For local files, two locations are considered. The comic’s archive may contain
this file, or it may be stored as sidecar file alongside the archive in the
content/
directory.
Archive & sidecar files¶
Sidecar files need to be prefixed with the full name of the archive. For
example, if a scraper accesses a file named info.json
for an archive
Hoshiiro GirlDrop Comic Anthology.zip
, the following locations will be
considered:
Location |
Name |
---|---|
Archive |
|
Sidecar |
|
Note
If a file exists in both locations, the sidecar file is preferred.
Scraper interface¶
If a comic has scrapers available, they will be shown in the Scrape tab. Selecting the desired scraper and clicking on the Scrape button will start the scraping process.

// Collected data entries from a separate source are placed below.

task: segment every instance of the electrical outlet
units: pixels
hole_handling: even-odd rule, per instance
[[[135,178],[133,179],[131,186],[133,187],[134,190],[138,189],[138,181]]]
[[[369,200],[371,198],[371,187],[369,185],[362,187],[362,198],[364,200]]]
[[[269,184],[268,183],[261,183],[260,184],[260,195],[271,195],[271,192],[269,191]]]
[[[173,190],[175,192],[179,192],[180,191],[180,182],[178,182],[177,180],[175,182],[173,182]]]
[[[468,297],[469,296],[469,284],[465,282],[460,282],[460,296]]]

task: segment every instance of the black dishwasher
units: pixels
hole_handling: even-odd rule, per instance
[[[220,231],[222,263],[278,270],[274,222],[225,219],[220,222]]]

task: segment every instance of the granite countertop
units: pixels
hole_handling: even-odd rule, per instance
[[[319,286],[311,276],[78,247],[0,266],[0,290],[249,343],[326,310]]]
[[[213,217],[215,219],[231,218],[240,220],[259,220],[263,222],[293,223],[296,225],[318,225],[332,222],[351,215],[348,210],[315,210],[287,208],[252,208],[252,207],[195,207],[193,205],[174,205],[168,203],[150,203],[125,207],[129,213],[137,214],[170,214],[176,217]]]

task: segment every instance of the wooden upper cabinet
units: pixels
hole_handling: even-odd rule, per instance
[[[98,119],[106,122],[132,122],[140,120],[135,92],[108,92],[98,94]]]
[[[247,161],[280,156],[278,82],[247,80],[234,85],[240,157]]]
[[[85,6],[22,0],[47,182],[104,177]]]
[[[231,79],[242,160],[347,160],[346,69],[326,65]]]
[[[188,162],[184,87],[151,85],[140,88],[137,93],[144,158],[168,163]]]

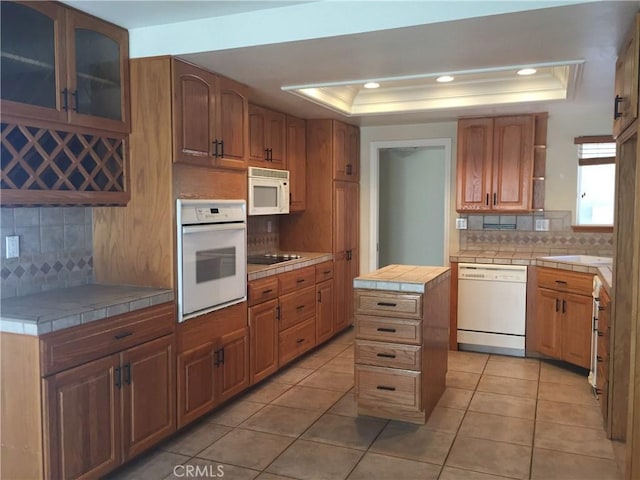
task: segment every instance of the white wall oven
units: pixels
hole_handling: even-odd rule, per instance
[[[177,201],[178,321],[247,299],[244,200]]]

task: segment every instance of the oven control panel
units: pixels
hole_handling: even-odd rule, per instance
[[[246,222],[246,204],[241,201],[179,201],[180,223],[197,225],[204,223]]]

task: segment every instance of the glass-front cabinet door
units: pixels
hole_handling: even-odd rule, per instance
[[[70,121],[129,131],[129,40],[126,30],[67,12]]]
[[[66,121],[65,10],[51,2],[3,1],[0,40],[0,98],[7,115]]]

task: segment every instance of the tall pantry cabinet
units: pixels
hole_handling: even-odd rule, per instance
[[[353,323],[358,276],[359,129],[336,120],[307,120],[306,210],[280,221],[282,249],[332,252],[332,331]]]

Once the scraper has returned results, they are shown in the pane below. Only results that differ from existing comic metadata will be displayed.
Metadata that should not be kept may be deselected. For groups with a larger set of entries, the selection may be inverted to quickly deselect the whole group, or to only select a few entries. Pressing the Merge button will update the comic with the selected metadata.
Options¶
By default, hircine does not automatically create missing metadata entries. This can be controlled using the Create missing items option.
Note
Scrapers always return qualified tags (the namespace
is set to none
if it could not be determined). When requested to create
a missing qualified tag, the namespace and tag will be created (if needed),
and the tag will be marked as applicable to the namespace.
A qualified tag is considered to be missing if any of the following apply:
The namespace does not exist.
The tag does not exist.
The tag is not applicable to the namespace.
Modifying scraper results¶
hircine allows modifying results that are returned by a scraper without having to change the scraper logic. Refer to the documentation on Plugins for more.